Held was worked for 34 years with the National Oceanic and Atmospheric Administration, during which time he has continually improved the scientific communities understanding of the atmosphere’s structure and circulation. Specifically, his studies on atmospheric water vapour have led to a much greater understanding of how water vapour affects atmospheric warming and earned Held an international reputation for his unique contributions to the field.
The BBVA Foundation Frontiers of Knowledge Awards recognize scientific and cultural contributions that address some of the world’s most pressing challenges in science, technology, society, and economics.
In Held’s case, BBVA jury chairman Bjorn Stevens noted that, though climate change research often focuses solely on rising temperatures, Held’s research has opened up the focus to include the essential role of water, both by studying its movement in the atmosphere and by investigating how water vapour influences the greenhouse effect.
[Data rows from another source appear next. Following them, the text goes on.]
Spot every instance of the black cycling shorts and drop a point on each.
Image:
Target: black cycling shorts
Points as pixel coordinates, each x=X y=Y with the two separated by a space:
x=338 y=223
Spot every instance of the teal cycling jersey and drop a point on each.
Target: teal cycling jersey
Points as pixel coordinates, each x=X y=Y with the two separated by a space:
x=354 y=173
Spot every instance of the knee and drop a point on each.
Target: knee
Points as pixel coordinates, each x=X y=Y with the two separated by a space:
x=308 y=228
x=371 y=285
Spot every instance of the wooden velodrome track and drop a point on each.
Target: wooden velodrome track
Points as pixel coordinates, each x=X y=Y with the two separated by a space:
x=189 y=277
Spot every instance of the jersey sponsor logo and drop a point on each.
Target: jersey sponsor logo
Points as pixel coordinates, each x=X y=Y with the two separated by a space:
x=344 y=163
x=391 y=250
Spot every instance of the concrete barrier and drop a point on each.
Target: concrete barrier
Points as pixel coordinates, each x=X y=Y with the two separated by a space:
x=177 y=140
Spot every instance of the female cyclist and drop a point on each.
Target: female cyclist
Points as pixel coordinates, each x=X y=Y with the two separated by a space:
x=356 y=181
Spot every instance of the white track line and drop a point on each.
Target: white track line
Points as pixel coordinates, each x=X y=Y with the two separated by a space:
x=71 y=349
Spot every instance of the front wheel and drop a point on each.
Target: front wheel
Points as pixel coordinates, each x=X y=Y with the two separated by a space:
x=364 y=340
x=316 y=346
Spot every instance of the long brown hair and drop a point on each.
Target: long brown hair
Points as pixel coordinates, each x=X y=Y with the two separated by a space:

His research has subsequently shed light on the processes behind the existence of geographic climate zones and helps scientists predict how climate zones will change as the atmosphere warms.
“Isaac Held’s choice to investigate the role of water vapor in atmospheric warming was, in the 1970s, a turn down Frost’s ‘road less traveled’,” said NOAA Administrator Jane Lubchenco, Ph.D. “His brilliant research and tenacious pursuit of knowledge have given us a better ability to predict future changes in climate that will result from a warming atmosphere. I am very proud to have researchers of his caliber working for NOAA.”
Regarding Held, NOAA shed some light:
Held is the first U.S. government scientist to receive the BBVA Foundation Frontiers of Knowledge in the climate change category. The foundation has also given the climate change category award to British scientist Nicholas Stern, German physicist and mathematician Klaus Hasselmann, and Wallace Broecker of Columbia University who receives funding through NOAA’s Cooperative Institute for Climate Applications and Research.
Held’s initial academic interest was in physics, and he earned a master’s degree in physics from the State University of New York at Stony Brook in 1971. However, reading about the effects of greenhouse gases drew his interest in another direction. He continued his studies at Princeton University, earning a doctorate in atmospheric and oceanic sciences in 1976. After a research fellowship at Harvard University, he joined NOAA in 1978. He is also an associate faculty member at Princeton University.
He is a fellow of both the American Meteorological Society and the American Geophysical Union and was elected to the National Academy of Sciences in 2003. He received the U.S. Commerce Department gold medal in 1999 for world leadership in studies of climate dynamics.